POLITIQUE 0 Commentaire

Identification des Béninois : ce qui différencie le RAVIP des autres recensements

Léonce Gamai
publié le Oct 21, 2017

Le Recensement administratif à vocation d’identification (Ravip) de la population institué par le gouvernement Talon et qui va démarrer le 1er novembre 2017 est bien différent des recensements précédents.  C’est ce qu’a démontré ce vendredi 20 octobre 2017 le député pro-Talon Orden Alladatin sur Cafe Médias Plus.

Orden Alladatin 

«Recensement administratif à vocation d’identification de la population (Ravip) : les avantages d’un outil controversé ». C’est sur ce thème que le député Orden Alladatin a entretenu ce vendredi 20 octobre 2017 les participants aux causeries hebdomadaires du club de presse « Cafe Média Plus », à la Maison des Médias. Un thème d’actualité. Puisque, qualifié par certains d’outil électoral dont veut se doter le président Talon pour se garantir la victoire aux prochaines élections, le Ravip est au cœur de la polémique. « Le Ravip est une révolution », a rectifié le député de la 16ème circonscription électorale après avoir ressorti ce qui le différencie des recensements précédents que sont le Ravec , le Rena-Lépi et le Rgph. Lancé en 2006, le Recensement administratif à vocation état civil (Ravec) avait pour finalité de doter les Béninois de l’état civil. Le Recensement électoral national approfondi pour l’établissement de la Liste électorale permanente informatisée (Réna-Lépi) avait quant à lui une finalité électorale. Il consistait au dénombrement de la population et des infrastructures nécessaires pour une organisation efficace et transparente des élections. Concernant le Recensement général de la population et de l'habitation (Rgph) dont l’édition 4 s’est déroulée en 2013, « il a pour vocation d’appréhender les populations dans leur globalité. Sa principale caractéristique est qu’il est anonyme », a indiqué le rapporteur de la commission des lois de l’Assemblée nationale. « L’outil Ravip, a-t-il souligné, est conçu pour appréhender les Béninois de 0 à X an, en tenant compte de leur identité.
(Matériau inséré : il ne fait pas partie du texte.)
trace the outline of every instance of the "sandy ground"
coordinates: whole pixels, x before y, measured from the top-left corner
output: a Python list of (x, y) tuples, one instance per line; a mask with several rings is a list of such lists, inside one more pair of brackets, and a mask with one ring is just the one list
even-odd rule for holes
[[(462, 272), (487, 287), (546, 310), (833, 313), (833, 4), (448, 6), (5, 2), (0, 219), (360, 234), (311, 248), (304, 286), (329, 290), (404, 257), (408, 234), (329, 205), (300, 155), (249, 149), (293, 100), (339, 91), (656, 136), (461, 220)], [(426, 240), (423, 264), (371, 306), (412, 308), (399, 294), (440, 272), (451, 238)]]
Le Ravip est à vocation individuelle.» 

Safran, suppression de la Cena

L’honorable Alladatin a aussi réagi à la polémique sur la crédibilité du partenaire technologique du Ravip, Safran, et la suppression de la Commission électorale nationale autonome (Cena). « Safran est un opérateur technologique. Mais le travail sera fait par les experts béninois », a-t-il assuré. Avec quelle liste ira-t-on aux prochaines élections ? La Lepi ou le produit du Ravip ? « Je ne sais pas. On va aviser », a-t-il répondu. Selon lui, les initiateurs et porteurs du Ravip ont voulu éviter les erreurs du passé. Notamment, celle d’inscrire dans la loi que l’organisation des élections se fera obligatoirement avec la Lépi. Conséquence, le blocage dans la finalisation de la Lépi avait plongé le pays dans un cycle d’incertitude électorale sur fond de suspicion.  « Le Ravip seul ne suffira pas pour aller aux élections. Pour l’utiliser comme liste électorale, il faut toucher au code électoral », a expliqué Orden Alladatin. Avant de clarifier sur les rumeurs relatives à une éventuelle surpression de la Cena : « Le débat sur la suppression de la Cena n’est pas encore au Parlement. Ce n’est pas d’actualité. Mais en tant que député, je suis en réflexion sur ce qui sera le prochain code électoral, la vie des partis politiques ».